The Judds singles chronology
| "Mama He's Crazy" (1984) | "Why Not Me" (1984) | "Girls Night Out" (1985) |

= Why Not Me (The Judds song) =

"Why Not Me" is a song written by Harlan Howard, Sonny Throckmorton and Brent Maher, and recorded by American country music duo The Judds. It was released in September 1984 as the first single and title track from the album of the same name. The song was their second number one on the country chart.
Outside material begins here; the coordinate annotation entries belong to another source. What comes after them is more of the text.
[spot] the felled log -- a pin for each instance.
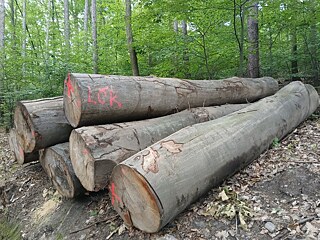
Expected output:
(20, 156)
(56, 162)
(41, 123)
(150, 188)
(96, 99)
(96, 150)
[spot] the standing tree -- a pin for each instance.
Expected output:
(131, 49)
(66, 24)
(94, 35)
(253, 40)
(2, 56)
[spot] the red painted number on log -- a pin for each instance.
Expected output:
(114, 196)
(69, 85)
(102, 94)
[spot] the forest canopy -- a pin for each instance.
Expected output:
(41, 41)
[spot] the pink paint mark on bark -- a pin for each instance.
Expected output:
(69, 85)
(85, 151)
(113, 99)
(21, 152)
(114, 196)
(104, 92)
(89, 97)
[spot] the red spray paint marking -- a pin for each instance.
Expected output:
(113, 99)
(21, 152)
(69, 85)
(85, 152)
(89, 97)
(113, 194)
(104, 91)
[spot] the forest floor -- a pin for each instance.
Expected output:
(275, 197)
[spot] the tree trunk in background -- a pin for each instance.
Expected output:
(2, 54)
(56, 162)
(152, 187)
(94, 36)
(131, 49)
(107, 145)
(253, 41)
(24, 37)
(184, 28)
(91, 99)
(314, 44)
(66, 25)
(86, 16)
(294, 55)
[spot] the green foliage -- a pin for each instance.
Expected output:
(208, 51)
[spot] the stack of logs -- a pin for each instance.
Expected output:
(157, 144)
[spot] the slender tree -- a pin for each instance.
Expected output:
(253, 41)
(66, 24)
(94, 35)
(24, 36)
(131, 49)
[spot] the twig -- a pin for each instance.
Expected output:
(93, 224)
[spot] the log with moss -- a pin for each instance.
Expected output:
(41, 123)
(150, 188)
(91, 99)
(95, 150)
(56, 162)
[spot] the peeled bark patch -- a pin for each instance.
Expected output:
(56, 162)
(41, 123)
(94, 151)
(211, 152)
(91, 99)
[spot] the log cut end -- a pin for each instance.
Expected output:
(134, 199)
(24, 127)
(72, 101)
(84, 163)
(19, 154)
(56, 163)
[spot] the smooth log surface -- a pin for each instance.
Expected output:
(56, 162)
(150, 188)
(95, 150)
(97, 99)
(20, 156)
(41, 123)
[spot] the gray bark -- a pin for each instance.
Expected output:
(131, 49)
(94, 36)
(153, 186)
(56, 162)
(98, 99)
(107, 145)
(20, 156)
(66, 24)
(41, 123)
(253, 41)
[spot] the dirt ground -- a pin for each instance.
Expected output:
(276, 197)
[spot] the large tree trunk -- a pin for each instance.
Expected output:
(96, 150)
(253, 40)
(41, 123)
(132, 51)
(17, 150)
(56, 162)
(98, 99)
(150, 188)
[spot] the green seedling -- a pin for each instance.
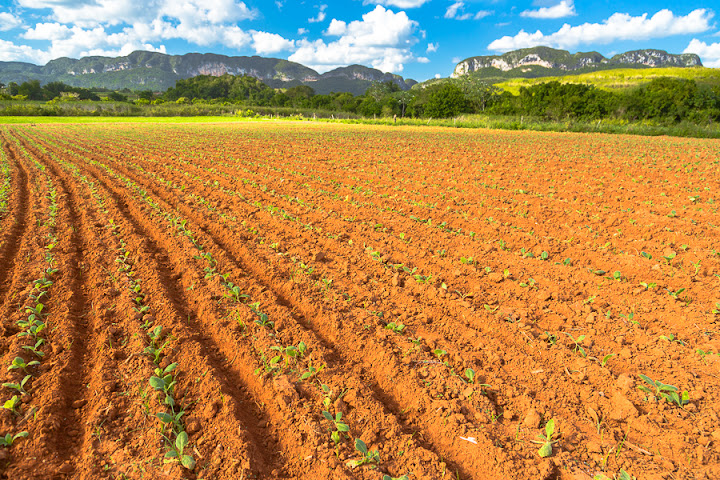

The song spent a total of fifteen weeks at the top of the country singles chart, peaking at number one for two weeks.

==Critical reception==
In 2024, Rolling Stone ranked the song at #84 on its 200 Greatest Country Songs of All Time ranking.

==Cover versions==
- In 2007, Jill Johnson covered the song on the Music Row album.
- In 2015, Emily Ann Roberts, covered "Why Not Me" on The Voice U.S. season 9, charting to Number 10 in the iTunes charts

==Chart performance==

| Chart (1984–1985) | Peak position |
|---|---|
| US Hot Country Songs (Billboard) | 1 |
| Canadian RPM Country Tracks | 3 |
| Belgium (Ultratop 50 Flanders) | 24 |
| Netherlands (Single Top 100) | 11 |

| Chart (2022) | Peak position |
|---|---|
| US Digital Song Sales (Billboard) | 21 |

==Certifications==

| Region | Certification | Certified units/sales |
| United States (RIAA) | Gold | 500,000^{‡} |
^{‡} Sales+streaming figures based on certification alone.